I was not particularly interested into the discussion of colonial, post-colonial, or postcolonial that had been explored since mid 1950s. However, colonial discourse entails a rather dominant foundation to the production of “Third World” theories and the “need” for development, it is an apparatus that was so effective in the production of knowledge that construe colonized territories on the basis of racial origins to the justification of conquest and new systems. [6]
As premise to investigations in memories, the series of writing will serve as bits and pieces of an attempt to de-colonize the “colonization of reality” (or the colonization of development discourse), and to reconnect what were once alienated and left behind as fallow memories.
Conditions of a frontier land,
1. There are no rules of conduct that bind the strong and the weak alike.
2. All boundaries are temporary, non is impermeable even when uncontested.

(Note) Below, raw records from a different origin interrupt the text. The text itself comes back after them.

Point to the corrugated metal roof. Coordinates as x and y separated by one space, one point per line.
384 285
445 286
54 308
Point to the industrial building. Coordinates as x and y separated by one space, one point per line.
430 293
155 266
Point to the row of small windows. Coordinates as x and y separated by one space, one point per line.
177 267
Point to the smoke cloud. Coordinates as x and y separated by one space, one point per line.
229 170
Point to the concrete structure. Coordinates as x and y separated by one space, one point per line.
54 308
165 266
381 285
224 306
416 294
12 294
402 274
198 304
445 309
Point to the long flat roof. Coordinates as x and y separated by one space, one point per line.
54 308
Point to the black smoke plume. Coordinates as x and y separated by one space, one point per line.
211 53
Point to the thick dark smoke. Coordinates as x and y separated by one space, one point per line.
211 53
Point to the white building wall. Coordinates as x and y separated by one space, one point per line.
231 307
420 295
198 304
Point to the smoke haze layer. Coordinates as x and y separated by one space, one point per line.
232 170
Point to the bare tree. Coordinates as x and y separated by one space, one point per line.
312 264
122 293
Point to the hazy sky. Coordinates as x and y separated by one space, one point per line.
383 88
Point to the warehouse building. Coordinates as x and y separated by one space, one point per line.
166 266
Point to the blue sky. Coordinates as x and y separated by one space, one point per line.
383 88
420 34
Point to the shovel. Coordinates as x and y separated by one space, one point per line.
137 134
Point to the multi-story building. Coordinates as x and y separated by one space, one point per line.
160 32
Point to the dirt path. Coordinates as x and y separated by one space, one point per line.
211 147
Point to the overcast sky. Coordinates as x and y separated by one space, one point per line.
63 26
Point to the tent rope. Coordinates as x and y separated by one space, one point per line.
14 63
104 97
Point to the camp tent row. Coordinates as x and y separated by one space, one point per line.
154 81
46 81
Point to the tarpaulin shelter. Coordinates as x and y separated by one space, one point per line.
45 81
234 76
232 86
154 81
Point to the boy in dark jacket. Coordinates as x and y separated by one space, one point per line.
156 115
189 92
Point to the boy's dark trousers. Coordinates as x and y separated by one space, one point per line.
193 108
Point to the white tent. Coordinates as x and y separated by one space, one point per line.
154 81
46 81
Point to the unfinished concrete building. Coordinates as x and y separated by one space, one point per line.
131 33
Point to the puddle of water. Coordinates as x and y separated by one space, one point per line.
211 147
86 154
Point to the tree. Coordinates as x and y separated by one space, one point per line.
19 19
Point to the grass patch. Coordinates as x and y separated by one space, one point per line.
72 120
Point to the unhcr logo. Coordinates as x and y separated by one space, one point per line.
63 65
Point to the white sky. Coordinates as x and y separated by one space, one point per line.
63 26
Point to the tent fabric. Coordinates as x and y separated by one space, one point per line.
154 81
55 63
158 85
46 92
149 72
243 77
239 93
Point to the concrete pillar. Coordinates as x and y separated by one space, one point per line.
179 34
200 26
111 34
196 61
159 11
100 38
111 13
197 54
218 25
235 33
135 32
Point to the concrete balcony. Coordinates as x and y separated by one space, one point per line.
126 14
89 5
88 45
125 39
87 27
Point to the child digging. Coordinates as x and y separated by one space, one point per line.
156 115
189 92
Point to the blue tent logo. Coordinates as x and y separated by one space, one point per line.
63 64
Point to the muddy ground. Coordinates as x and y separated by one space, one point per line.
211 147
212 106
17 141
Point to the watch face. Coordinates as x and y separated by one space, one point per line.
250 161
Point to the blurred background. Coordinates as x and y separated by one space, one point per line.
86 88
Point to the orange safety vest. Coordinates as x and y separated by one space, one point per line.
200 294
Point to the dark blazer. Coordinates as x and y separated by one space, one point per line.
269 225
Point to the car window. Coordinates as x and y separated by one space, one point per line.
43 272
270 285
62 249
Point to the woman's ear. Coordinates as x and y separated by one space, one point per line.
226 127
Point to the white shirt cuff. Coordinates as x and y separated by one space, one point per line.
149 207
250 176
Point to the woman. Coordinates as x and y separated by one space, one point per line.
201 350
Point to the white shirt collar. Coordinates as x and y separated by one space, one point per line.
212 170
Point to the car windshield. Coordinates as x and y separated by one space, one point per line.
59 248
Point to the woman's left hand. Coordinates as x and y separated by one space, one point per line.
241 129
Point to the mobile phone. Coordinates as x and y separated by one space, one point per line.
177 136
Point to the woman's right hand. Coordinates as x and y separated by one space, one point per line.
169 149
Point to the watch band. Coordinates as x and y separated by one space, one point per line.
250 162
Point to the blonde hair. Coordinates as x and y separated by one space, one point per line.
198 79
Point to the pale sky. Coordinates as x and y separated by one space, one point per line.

3. Freedom of maneuver is the latchkey to success, whereas the commitment to the ground for whatever reason is a recipe for defeat.
4. All effective powers, the powers that count, adapt their skills, armory, and strategy to the conditions of perpetual and irredeemable uncertainty and improvisation.
—Bauman, Zygmunt. (2004). Chapter 5: Living (Occasionally Dying) Together in an Urban World. Cities, War, and Terrorism: Towards an Urban Geopolitics. Blackwell.
[1] The Kingdom of Luang Prabang was turned into a French Protectorate following the Franco-Siamese War in 1893.
[2] Stuart Fox, Martin. The French in Laos, 1887-1945. Modern Asian Studies, Vol 29, No. 1. Cambridge: Cambridge University Press. 1995.
[3] Dash, Madhulika. A complete history of the Mango—From the times of Mauryas to Mughals. Swarajya. 2016.
[4] Rider, Kerry Jane. How the humble mango tree became the source of the Buddhas awakening. Mango Mindfulness. Medium. 2021.
[5] Smith, Sean P. Aestheticising empire: the colonial picturesque as a modality of travel, Studies in Travel Writing, 23:3, 280-297. 2019.
[6] Escobar, Arturo. Encountering Development : the Making and Unmaking of the Third World. Princeton, N.J: Princeton University Press, 2012.